The network started as expected during the call. However, very soon we realized that the new state sync code does not work properly — it panics on empty state. After fixing the bug, we restarted the network on Monday afternoon with the same set of validators. However, due to timezone difference none of the external validators was able to restart their nodes at the same time as us, which caused finality gadget to stall since there were fewer than 2/3 validators online.
Shortly afterwards, we noticed that it became difficult for nodes to sync to the stake wars network. After some debugging, we realized that the network forked and nodes had difficulty syncing because they incorrectly rejected known headers so that they cannot do state sync. We fixed the bug in header sync and changed adaptive waiting time for block production to reduce forkfulness. The network was restarted again on Tuesday night.
The new network ran normally for a couple days before Murphy’s law kicked in. This time, the network itself seemed fine but no transactions can go through, which means that no one can register account on our stake wars wallet or send a staking transaction. Looking into it we noticed that no chunks were included in the newly produced blocks.
At the same time, all our validators have been kicked out at that point, making it harder to debug. As a debug workaround, we figured out a way to impersonate the block producing node by customizing the node’s code to see why chunks were not included, which soon leads to the discovery of a simple but hard-to-notice bug in our block production logic.
Here is a summary of the issues we found from running stake wars this week:
- State sync crashes on empty state. The new state sync code incorrectly crashed on receiving an empty state, which is fixed in https://github.com/nearprotocol/nearcore/pull/1716.
- Incorrect rejection of old block headers during header sync, which is fixed in https://github.com/nearprotocol/nearcore/pull/1740.
- In block production, chunks might be incorrectly removed if not all chunks are ready when the block production function is invoked, which is fixed in https://github.com/nearprotocol/nearcore/pull/1765.

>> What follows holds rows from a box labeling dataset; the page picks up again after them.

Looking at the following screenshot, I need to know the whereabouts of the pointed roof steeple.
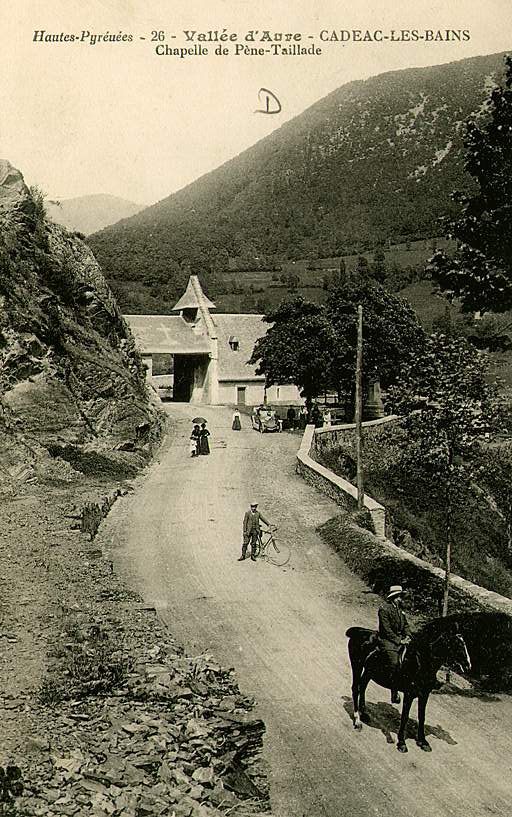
[173,275,216,311]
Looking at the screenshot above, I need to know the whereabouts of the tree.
[480,445,512,561]
[372,248,387,284]
[249,297,334,412]
[430,56,512,312]
[326,280,426,402]
[389,334,500,615]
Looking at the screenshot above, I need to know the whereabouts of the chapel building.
[124,275,304,406]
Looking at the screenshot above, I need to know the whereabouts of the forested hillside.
[90,54,510,311]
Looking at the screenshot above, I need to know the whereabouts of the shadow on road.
[433,683,501,704]
[343,696,457,746]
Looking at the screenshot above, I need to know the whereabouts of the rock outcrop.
[0,160,159,490]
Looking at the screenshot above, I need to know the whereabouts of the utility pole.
[355,305,364,511]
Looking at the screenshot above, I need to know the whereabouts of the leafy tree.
[372,248,387,284]
[249,297,334,411]
[430,56,512,312]
[389,334,500,615]
[480,445,512,559]
[326,280,426,402]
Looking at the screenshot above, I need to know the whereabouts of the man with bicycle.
[238,502,270,562]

Overall, this week’s experience indicates that our stability has regressed, mostly due to the new code that was merged last week. Although it is hard to stabilize our code while still developing new features, we will focus on improving test coverage for more complex setups to make sure that new code doesn’t break the system. For example, we have now a nightly test infrastructure set up so that we can run expensive integration multi node tests nightly to test the stability of the system as a whole. Our goal is to see steady increase in the stability of the network over the next few weeks.